For low-maintenance travelers who appreciate unspoiled natural beauty, a trip to Placencia is a must.
Located in the Stann Creek district of Belize in Central America, Placencia is a 16-mile long, narrow strip of land. Although it is a peninsula, the Caribbean Sea on the east and lagoon on the west make Placencia feels like an island.
The area is known for its natural beauty: golden sand beaches, lush foliage and a variety of tropical birds and sea life. Visitors can relax on the beach, or partake in a variety of activities such as kayaking, sailing, snorkeling or diving. Divers will see marine life and amazing coral formations clearly because of the pristine water on Placencia’s coast.
There is one main road in Placencia, which was paved in 2010, and little traffic. Many visitors walk, bicycleor drive golf carts to get around. Driving through the area travelers can catch a peek at many red dirt roads leading off the main road, reminiscent of the days before the road was built. At that time all vehicles, shoes, and often clothing, were spotted orange from the rich colorful earth.
At the very southern tip of the peninsula is a charming village on the water. The village is the hub of activity for the peninsula, and is the place to be for shopping and nightlife.

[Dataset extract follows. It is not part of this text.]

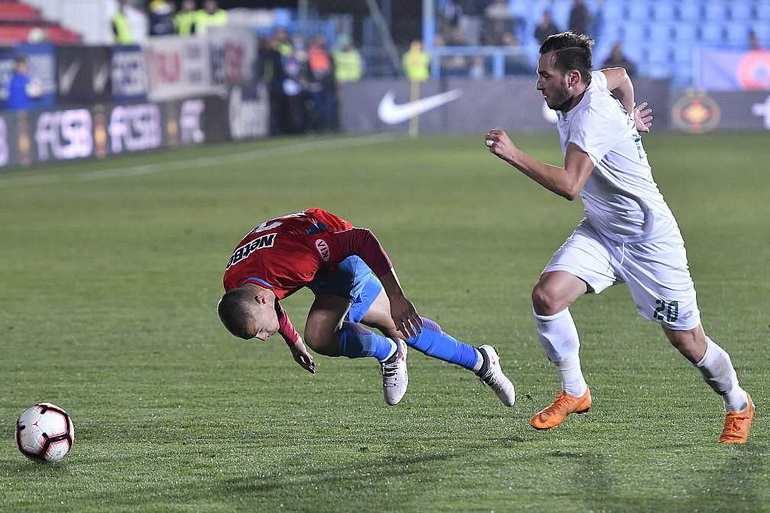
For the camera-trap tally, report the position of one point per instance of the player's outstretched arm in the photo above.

Notably, Placencia holds the Guinness Book of World Records for having the narrowest street in the world, at only three feet wide. Despite its small size, the street is bustling, lined with hotels, restaurants and shops. The shops carry everything from the typical tourist t-shirts to unique local art, textiles and sculptures,wooden Mayan masks and stone calendars. Often you may find artists busy at work, painting, carving or making beaded jewelry under the shade of a tree along the sidewalk.
For lobster lovers the best time to visit is the end of June, when the annual Placencia Lobsterfest takes place. Local restaurants prepare fresh lobster in every imaginable way. Some of the crowd favorites this year were the lobster fajitas, Thai lobster spring rolls and grilled lobster served with garlic butter. The festival also brings out the local talent, and musicians, young and old, perform throughout the day and night. Vendors line up from all over the country selling art, food products and handcrafted goods.
If you come when it’s not Lobsterfest, don’t fear – there is plenty of good food to be had! In addition to many local restaurantswith authentic Belizean cuisine, there is the award-winning Maya Beach Hotel Bistro, which also has an extensive wine list. And surprisingly, some of the best gelato can be found in the village at Tutti Frutti, where fresh local ingredients such as mango and sour sop are highlighted.
Accommodations range from economy to luxury; Francis Ford Coppola’s Turtle Inn being an example of the latter. Many private residences are for rent, often with pools if you need a break from the sandy beach.
Often visitors use Placencia as a home base to explore other parts of the country. Sightseeing tours to the nearby Mayan ruins of Nim Li Punit and Lubaantun are popular, as is a trek to Cockscomb Basin Wildlife Sanctuary, site of the world’s first Jaguar reserve.
The best way to get to Placencia is a two-hour flight fromMiami to Belize City. From there, the peninsula is a scenic three-hour drive through the mountains and countryside or a short 35-minute flight on a small plane.
A word of advice: if you are high maintenance, this is not the trip for you. You won’t find shopping malls or Starbucks here, but you just may find the adventure you crave.
• Belize is bordered to the north by Mexico, to the south and west by Guatemala, and to the east by the Caribbean Sea.
• Belize is the only country in Central America whose official language is English.
• The Belize dollar is set at the rate of $2 Belize to $1 USD and the U.S. dollar is accepted as currency.
• Belize’s average temperature, year-round, is 84 degrees Fahrenheit.
• Belize has the lowest population density in Central America, with a population of 331,900 (2013 census).